Emily smiled at him, feeling a sense of rightness that he should be the one to see Beabea for the last time. He’d been her GP ever since he’d started the practice in Penhally and her grandmother had always had a great deal of faith in him. It just wouldn’t have been the same if a stranger had performed this last duty.
‘I’m sorry I couldn’t get here any earlier, my dear,’ he said, as he placed his bag very precisely on the bedside table and released the locks. It only took him a second to find the relevant paperwork. ‘There was an accident out at the junction of Penhally View and Dunheved Road. Youngsters going too fast and one didn’t make the corner.’ He looked up with a wry twist to his mouth. ‘You’d think local lads would grow up knowing that you can never win in an argument with a Cornish stone hedge.’
‘Was anyone hurt?’ Emily seized on the topic to take her mind off the fact that he was treating her grandmother so impersonally. Although he was being perfectly respectful, it seemed almost as if she was no longer a person to him any more, just a routine job to be done.
Did it seem that way simply because he was exhausted at the end of a long, traumatic day or was it perhaps a defence mechanism, his way of dealing with seeing his patients when they were no longer alive, by shutting a part of himself away inside?
Wo
uld she ever be able to do that if they lost one of their little charges? Would that be the way she could cope with the feeling that she should have been able to do something more for them?
‘The passenger was trapped and it took a while to cut him free,’ he continued. ‘He’ll probably be on crutches for a while when they get his leg reassembled, but the driver was unconscious at the scene—a depressed skull fracture. We’ll just have to wait and see what St Piran’s can do with him. If it’s as bad as it looked, he might never come out of ICU, even if he makes it out of Theatre.’
The sharp click of locks drew her attention to the fact that he’d just closed his oversized briefcase again.
‘I’ve done the necessary,’ he said as he turned towards her. ‘Of course, you know that there’ll be no need for a post-mortem. It wasn’t as if her death was unexpected or that the cause is in any doubt.’
‘No.’ Somehow Emily forced her voice to work. ‘Thank you for coming out so late,’ she added, the manners that Beabea had always insisted on a totally automatic part of her life even when everything else had been turned on its head.
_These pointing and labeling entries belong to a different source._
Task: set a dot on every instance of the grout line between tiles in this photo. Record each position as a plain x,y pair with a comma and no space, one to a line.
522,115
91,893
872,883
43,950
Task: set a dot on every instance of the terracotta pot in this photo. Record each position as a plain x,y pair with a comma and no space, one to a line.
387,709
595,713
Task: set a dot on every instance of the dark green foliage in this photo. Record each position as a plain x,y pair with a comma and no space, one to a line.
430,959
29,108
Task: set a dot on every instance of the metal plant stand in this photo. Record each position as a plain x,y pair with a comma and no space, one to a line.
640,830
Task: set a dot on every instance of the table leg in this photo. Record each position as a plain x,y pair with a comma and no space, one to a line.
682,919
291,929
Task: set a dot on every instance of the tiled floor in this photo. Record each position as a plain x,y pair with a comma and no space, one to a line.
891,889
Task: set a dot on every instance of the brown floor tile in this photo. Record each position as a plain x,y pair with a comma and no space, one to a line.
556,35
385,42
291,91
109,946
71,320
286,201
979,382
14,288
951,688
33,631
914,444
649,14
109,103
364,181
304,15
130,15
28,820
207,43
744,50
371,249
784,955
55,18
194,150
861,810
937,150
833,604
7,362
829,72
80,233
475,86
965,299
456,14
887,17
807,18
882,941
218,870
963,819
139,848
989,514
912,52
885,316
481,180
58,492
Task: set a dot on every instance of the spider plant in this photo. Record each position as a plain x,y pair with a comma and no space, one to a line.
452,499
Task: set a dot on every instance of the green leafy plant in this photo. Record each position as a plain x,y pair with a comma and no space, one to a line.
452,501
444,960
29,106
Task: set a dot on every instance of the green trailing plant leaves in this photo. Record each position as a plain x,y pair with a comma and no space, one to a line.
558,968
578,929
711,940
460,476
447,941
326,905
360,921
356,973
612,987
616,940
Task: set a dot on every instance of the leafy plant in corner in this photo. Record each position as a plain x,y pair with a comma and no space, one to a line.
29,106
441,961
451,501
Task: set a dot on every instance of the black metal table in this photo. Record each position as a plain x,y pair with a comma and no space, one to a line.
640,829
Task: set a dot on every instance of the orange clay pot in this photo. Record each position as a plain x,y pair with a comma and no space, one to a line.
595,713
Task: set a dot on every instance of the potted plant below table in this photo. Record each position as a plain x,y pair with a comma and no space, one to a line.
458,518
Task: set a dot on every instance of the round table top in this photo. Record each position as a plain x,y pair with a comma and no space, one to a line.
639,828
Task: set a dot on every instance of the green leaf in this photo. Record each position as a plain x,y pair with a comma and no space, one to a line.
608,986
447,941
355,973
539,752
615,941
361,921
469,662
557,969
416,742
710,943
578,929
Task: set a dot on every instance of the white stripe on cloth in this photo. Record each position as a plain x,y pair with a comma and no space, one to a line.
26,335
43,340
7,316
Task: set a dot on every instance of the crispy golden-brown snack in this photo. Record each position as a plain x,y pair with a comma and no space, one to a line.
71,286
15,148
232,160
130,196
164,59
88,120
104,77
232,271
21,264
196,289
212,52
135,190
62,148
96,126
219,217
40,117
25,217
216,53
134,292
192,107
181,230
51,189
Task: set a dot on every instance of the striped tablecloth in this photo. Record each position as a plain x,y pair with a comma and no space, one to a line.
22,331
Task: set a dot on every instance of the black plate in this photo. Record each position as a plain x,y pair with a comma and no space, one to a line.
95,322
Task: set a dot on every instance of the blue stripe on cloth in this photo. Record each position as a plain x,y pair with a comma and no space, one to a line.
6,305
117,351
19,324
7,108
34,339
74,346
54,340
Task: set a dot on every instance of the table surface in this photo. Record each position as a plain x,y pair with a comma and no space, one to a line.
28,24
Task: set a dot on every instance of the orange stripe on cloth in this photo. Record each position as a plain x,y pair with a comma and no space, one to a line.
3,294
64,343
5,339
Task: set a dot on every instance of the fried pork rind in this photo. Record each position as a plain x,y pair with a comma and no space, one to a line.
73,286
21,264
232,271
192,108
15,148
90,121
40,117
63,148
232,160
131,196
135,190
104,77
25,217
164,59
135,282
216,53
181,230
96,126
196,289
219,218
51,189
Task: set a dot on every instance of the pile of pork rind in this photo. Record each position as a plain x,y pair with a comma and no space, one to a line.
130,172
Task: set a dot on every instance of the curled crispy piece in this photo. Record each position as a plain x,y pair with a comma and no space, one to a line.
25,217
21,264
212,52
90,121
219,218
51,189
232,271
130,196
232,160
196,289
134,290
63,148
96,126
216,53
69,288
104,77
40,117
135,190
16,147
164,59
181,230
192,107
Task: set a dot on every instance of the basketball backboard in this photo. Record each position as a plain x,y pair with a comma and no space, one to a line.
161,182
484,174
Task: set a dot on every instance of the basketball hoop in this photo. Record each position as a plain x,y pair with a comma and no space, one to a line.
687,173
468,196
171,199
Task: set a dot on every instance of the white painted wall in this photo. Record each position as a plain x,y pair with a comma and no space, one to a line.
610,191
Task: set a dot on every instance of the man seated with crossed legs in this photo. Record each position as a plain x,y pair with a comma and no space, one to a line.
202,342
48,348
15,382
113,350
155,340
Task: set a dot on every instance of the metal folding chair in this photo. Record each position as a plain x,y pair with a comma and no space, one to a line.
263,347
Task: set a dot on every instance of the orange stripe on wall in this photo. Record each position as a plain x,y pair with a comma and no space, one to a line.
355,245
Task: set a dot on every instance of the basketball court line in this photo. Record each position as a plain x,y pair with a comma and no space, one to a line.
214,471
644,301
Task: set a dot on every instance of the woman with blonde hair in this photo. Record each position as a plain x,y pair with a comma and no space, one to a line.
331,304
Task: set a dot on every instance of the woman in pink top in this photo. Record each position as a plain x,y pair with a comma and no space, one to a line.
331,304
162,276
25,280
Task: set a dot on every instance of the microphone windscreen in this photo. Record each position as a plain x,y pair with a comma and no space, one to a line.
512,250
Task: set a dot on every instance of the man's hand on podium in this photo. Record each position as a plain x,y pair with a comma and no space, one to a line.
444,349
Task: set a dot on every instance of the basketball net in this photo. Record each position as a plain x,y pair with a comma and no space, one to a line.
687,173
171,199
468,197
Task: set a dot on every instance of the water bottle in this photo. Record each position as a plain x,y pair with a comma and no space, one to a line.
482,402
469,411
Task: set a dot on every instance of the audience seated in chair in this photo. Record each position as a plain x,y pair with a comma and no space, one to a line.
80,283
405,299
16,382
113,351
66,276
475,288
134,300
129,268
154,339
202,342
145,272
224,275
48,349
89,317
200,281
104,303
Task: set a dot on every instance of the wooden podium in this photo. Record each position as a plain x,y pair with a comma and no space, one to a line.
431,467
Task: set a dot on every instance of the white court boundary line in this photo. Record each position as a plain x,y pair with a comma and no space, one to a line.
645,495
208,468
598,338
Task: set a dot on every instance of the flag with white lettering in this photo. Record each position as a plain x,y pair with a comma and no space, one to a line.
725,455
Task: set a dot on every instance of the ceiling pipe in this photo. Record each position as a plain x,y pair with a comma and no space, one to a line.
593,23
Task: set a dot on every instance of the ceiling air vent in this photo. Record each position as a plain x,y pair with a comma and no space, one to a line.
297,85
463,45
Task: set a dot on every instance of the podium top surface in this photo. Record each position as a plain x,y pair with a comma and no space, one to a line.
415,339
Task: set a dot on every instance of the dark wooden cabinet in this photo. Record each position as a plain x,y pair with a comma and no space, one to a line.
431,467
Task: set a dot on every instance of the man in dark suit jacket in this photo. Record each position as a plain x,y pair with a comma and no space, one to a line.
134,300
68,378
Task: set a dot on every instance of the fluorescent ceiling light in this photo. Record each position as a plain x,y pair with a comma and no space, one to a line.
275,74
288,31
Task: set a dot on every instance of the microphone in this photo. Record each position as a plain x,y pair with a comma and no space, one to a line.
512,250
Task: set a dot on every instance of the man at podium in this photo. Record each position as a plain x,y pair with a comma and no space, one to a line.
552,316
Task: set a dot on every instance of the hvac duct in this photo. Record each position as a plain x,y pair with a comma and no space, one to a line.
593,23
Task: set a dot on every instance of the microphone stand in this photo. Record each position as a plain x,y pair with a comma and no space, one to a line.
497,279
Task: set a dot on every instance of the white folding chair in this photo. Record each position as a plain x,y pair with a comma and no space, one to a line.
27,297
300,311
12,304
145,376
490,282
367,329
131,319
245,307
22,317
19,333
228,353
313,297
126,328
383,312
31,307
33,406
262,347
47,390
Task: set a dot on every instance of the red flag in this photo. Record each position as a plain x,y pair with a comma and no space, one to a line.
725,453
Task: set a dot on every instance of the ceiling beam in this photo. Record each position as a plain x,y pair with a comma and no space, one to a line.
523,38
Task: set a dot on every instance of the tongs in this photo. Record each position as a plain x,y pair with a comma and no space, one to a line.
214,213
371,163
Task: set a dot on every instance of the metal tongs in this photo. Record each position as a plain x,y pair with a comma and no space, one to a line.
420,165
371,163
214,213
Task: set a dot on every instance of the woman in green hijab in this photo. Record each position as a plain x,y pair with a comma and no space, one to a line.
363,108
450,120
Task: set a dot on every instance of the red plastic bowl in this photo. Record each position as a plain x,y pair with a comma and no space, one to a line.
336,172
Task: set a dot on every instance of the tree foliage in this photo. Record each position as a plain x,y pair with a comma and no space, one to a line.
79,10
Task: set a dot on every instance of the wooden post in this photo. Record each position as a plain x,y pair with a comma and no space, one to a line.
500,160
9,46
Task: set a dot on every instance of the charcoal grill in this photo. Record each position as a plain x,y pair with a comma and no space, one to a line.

‘Nan told me you were sitting with her and I couldn’t leave you here all night.’ He reached out an avuncular hand to pat her on the shoulder. ‘She was a lovely lady and it was always a pleasure to see her. I’m sure you’ll feel better when you’ve had a good cry, my dear. Just concentrate on the fact that she’d had a good innings—and that she was tremendously proud of you—but if you’d like me to organise some grief counselling…’
‘I don’t think so,’ she said firmly, not seeing the point. No amount of counselling would bring her grandmother back and she would rather deal with this loss the same way she’d dealt with the loss of her parents—in her own way and in her own time.